NGOPILOTONG.COM,  -  Burasa, yang terkadang juga disebut buras, adalah makanan khas Sulawesi Selatan. Meskipun bentuknya mirip lontong, namun burasa dimasak dengan santan sehingga memiliki cita rasa yang lebih gurih.


Burasa biasanya disajikan saat lebaran, bersama dengan "cangkuli" atau unti kelapa dan "bajabu kaluku" atau serundeng kelapa. Namun burasa juga bisa dinikmati sebagai pelengkap makanan berkuah lainnya.


Sejarah Burasa'

"Burasa'  -  baca: Burasak  -  berasal dari kata: Nebura dan Narasa -----  dalam bahasa Rai dan atau Raranggonau, pada suku pedalaman Kaili di Sulawesi Tengah || secara harfiah: Nebura - arti: Berbusa, menyembur || Narasa - berarti: Enak || Jadi, Nebura dan Narasa  -  disingkat: Burasa' -  artinya: Menyembur juga enak ----- dalam dialek Tupabbiring, bahasa Bugis di Provinsi Sulawesi Selatan."

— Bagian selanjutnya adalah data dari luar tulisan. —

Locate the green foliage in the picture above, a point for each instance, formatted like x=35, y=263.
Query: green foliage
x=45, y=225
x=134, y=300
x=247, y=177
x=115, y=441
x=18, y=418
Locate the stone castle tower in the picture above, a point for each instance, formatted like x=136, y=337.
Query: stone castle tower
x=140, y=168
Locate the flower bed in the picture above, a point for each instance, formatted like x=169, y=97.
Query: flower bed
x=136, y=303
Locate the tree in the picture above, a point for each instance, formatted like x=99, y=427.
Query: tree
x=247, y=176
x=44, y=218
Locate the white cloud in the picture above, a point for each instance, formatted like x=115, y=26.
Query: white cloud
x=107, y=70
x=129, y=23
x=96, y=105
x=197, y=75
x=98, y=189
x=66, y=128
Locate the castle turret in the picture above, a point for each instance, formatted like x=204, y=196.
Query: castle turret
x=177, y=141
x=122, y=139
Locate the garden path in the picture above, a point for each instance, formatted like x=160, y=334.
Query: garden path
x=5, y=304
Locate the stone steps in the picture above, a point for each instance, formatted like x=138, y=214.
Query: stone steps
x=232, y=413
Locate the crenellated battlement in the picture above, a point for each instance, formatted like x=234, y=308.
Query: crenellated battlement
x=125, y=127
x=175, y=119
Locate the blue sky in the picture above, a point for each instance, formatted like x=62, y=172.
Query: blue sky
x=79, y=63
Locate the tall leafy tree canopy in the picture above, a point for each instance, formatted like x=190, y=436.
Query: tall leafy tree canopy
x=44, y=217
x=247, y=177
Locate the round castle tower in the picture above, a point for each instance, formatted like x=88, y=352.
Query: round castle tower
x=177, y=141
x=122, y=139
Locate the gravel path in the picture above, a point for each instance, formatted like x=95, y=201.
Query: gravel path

Burasa' atau Buras di Sulawesi Selatan ----- berupa makanan terbuat dari beras yang dimasak setengah matang bersama santan kental terlebih dahulu, hingga menjadi nasi lembek. Kemudian dibungkus menggunakan daun pisang, lazim dibuat dua bagian dalam satu ikatan tali rafia, memiliki bentuk pipih. Selanjutnya, direbus ulang hingga matang dan kehadirannya pun senantiasa ada disetiap hari raya lebaran bagi umat Islam di Negara Kesatuan Republik Indonesia.

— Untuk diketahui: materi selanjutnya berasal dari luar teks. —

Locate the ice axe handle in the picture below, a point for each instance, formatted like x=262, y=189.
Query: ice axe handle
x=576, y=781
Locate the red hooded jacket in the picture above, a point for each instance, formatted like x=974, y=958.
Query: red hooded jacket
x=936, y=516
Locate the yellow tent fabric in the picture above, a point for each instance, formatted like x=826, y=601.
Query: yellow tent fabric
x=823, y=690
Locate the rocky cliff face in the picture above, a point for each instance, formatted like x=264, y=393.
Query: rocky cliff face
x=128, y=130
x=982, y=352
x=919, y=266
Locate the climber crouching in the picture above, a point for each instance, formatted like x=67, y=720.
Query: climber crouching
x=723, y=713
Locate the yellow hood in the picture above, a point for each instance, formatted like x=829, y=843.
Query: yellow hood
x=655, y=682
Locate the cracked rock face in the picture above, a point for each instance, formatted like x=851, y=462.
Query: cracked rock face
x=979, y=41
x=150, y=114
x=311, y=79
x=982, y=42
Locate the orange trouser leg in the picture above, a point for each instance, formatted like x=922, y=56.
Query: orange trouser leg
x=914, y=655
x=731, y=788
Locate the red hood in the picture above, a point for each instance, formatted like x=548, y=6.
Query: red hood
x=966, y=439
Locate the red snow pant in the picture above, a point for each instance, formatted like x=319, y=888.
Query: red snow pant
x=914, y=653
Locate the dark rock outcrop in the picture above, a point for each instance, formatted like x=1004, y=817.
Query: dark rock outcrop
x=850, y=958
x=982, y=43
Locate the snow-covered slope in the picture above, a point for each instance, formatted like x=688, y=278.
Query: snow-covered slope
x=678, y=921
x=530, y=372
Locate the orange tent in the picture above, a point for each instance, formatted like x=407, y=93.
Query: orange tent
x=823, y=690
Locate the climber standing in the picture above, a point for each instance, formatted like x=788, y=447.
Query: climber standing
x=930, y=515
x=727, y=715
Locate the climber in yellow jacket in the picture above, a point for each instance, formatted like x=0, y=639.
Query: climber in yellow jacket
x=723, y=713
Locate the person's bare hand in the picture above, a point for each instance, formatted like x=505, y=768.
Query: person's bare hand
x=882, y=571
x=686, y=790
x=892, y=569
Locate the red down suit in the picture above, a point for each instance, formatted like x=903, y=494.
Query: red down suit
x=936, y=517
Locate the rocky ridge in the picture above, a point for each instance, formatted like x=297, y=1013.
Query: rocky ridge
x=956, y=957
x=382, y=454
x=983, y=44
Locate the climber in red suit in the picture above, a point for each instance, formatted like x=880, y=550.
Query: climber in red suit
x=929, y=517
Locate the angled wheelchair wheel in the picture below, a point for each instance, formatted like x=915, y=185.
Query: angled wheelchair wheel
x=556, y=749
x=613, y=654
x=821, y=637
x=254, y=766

Menurut Penelitian Kualitatif: Hermanus Johannes de Graaf, lahir: 02 Desember 1899 - meninggal: 24 Agustus 1984 (umur 84), profesi: Sejarawan, Guru Sekolah, asal: Rotterdam, Kerajaan Belanda ----- dalam Jurnal Malay Annal - terjemahan: Tulisan Ilmiah Cabang Malaysia, menyatakan: "Penganan Burasa' diperkirakan dibuat pada abad XVI - XVII Masehi, berawal dari makanan suku pedalaman Kaili sebagai masyarakat 'nomaden - arti: pengembara, berpindah-pindah' di masa itu. Dalam mengelola makanannya dengan dua (2) cara memasak, yaitu: Bakar dan Rebus, agar hasil olahan makanan mampu bertahan hingga sepekan dan kebiasaan suku pedalaman Kaili di Pulau Sulawesi."


Awalnya, makanan pra-sejarah di Pulau Sulawesi, masih didominasi 'biji-bijian, umbi-umbian dan buah-buahan.' Selanjutnya, pengelolaan 'batang dan daun tumbuhan' diolah oleh suku-suku Raranggonau, seperti: Sagu, setelah itu Padi di Kerajaan Sigi, Pulau Sulawesi.

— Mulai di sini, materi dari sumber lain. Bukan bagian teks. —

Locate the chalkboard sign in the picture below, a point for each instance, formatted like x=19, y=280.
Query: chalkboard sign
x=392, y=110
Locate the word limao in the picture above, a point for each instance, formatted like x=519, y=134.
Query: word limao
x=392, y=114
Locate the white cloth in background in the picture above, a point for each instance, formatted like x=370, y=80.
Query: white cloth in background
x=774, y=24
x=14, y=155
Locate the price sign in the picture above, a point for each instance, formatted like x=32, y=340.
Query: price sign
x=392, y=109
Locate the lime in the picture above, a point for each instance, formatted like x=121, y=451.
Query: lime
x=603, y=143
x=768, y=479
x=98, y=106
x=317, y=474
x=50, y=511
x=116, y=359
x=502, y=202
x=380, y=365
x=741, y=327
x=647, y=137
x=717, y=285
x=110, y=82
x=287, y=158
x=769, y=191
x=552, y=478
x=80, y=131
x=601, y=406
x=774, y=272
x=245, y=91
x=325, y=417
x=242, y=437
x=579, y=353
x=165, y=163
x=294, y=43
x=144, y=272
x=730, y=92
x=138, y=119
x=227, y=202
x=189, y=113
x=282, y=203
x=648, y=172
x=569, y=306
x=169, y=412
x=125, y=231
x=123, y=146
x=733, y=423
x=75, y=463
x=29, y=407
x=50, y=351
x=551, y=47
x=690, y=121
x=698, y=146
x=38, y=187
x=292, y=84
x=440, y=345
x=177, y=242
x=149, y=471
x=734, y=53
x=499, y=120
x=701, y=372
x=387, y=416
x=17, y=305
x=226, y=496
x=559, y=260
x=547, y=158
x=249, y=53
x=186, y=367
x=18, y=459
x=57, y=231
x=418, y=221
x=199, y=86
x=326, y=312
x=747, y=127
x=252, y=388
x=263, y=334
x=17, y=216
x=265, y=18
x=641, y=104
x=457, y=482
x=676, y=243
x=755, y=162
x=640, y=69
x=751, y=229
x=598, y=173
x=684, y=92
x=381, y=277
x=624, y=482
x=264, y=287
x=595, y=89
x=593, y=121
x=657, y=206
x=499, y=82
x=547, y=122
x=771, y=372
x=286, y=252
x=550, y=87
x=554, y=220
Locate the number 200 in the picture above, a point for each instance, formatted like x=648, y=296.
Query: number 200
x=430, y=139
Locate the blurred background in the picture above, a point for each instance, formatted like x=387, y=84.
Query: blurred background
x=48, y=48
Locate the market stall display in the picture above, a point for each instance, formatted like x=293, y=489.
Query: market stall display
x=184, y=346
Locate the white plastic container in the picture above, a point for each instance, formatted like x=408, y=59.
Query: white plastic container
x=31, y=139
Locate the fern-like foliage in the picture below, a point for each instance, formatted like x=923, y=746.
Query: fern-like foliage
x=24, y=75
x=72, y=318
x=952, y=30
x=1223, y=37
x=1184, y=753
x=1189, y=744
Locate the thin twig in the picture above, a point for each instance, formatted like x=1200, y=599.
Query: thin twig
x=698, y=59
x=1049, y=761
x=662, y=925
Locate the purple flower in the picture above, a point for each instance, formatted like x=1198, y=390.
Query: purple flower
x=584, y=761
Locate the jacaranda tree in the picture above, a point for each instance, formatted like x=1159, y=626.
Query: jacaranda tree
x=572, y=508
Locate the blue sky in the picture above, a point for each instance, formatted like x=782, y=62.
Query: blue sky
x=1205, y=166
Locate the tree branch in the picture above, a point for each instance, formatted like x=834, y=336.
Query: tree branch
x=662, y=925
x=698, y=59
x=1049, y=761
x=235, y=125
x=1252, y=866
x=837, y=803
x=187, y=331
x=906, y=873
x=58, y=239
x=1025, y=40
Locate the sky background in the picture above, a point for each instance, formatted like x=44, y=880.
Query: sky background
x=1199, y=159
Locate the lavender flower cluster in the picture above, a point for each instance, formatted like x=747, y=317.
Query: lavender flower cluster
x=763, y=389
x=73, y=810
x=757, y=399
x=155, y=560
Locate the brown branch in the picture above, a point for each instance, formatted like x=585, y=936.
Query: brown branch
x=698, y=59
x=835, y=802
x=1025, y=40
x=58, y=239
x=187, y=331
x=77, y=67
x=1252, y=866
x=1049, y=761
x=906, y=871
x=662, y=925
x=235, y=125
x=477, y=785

Burasa' ----- makanan terbuat dari: beras, santan kelapa dan dibungkus memakai daun 'Jalanipa - arti: daun, bentuk memanjang dan tahan terhadap panas ----- dalam bahasa Rai dan atau Raranggonau.' 


Awal Abad XVIII Masehi ----- Burasa' mengalami perubahan dari sisi kemasan, yaitu: menggunakan daun pisang dengan mengikuti tampilan makanan gogos mandura. Karena pengaruh budaya masyarakat Bugis di Pulau Sulawesi bagian Selatan.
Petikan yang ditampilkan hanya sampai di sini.